An object and a picture of the object are two different objects.
That's probably how things will go. You can create a network that learns where the first network got it wrong and create a feedback loop, with a view to improving various steps later on.
The important thing is the speed of the training given the volume of data because once the model is considered "good enough" it can be deployed on kinds of devices.
i hope that they have signed releases for each and every image. If not then all it takes is one DMCA takedown to make this an exercise in futility.
What? You mean to say that anyone who posts on Instagram gives Zuck full rights to use the image for anything they want?
Good job that I never have felt the urge to visit any of the sites of crap that your company runs.
Doesn't require a DMCA....the owner just needs to remove it or delete their account.
"This concerns many advertisers, with as much as 52.8% of Digital Marketers considering government regulation or the threat of regulation as an obstacle in their ability to leverage user data.

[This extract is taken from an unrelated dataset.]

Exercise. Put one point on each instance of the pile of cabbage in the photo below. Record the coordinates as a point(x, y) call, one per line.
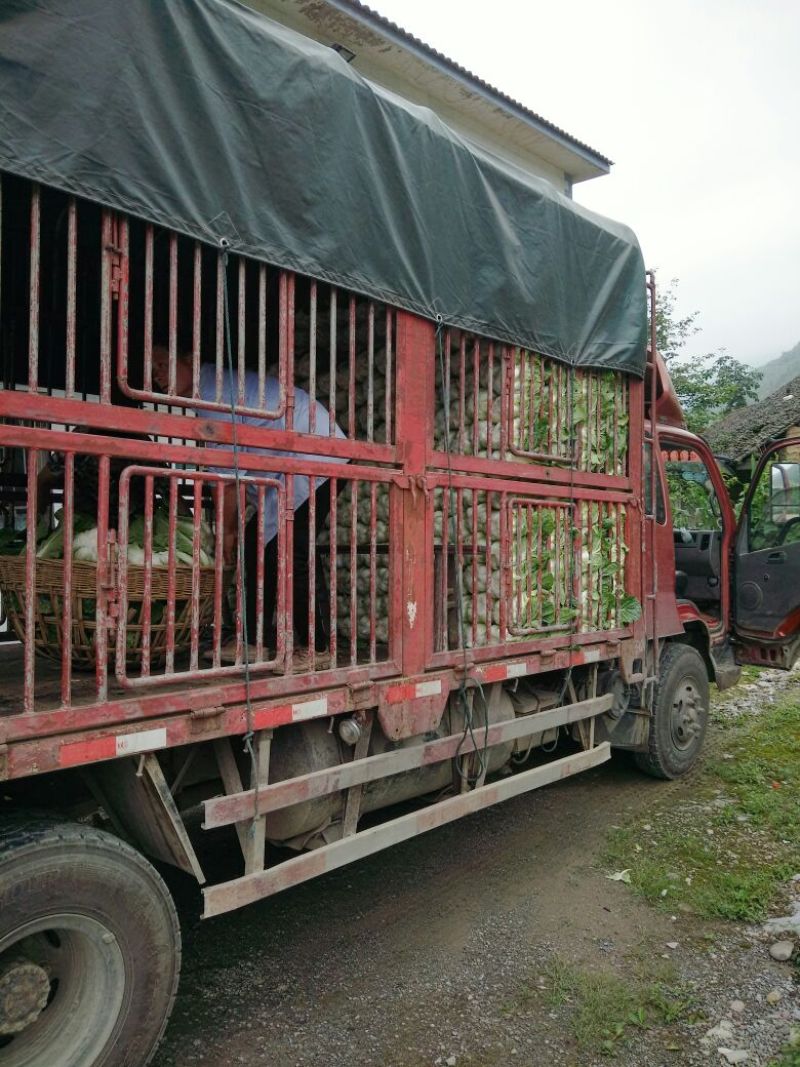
point(584, 421)
point(84, 540)
point(577, 561)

On the other hand, according to a Cisco Customer Privacy Survey taken in 2019, 84% of their respondents expressed their concern for data privacy. They believed that they should have more control over how their data is processed, and 80% of those people even went to far as to mention that they would be willing to take action to defend it."
Yet these same people just put stuff out there for the world to see without a care in the world.
The bigger thing though, "Facebook told us SEER remains a proof-of-concept idea and won’t be used to power any of the web giant's features or products for the moment." The moment can end whenever they decide. Coming soon...auto tagging, then facial recognition, etc.
"i hope that they have signed releases for each and every image. "
Back in the day, both AOL and Geocities (and most likely many others) laid claim to a perpetual licence to use anything you put on their servers for any use they could think of. I would imagine most hosting services still do that. Although in this day and age, that's a little more risky since they probably don't want to be laying claim to and using any illegal material their users may post.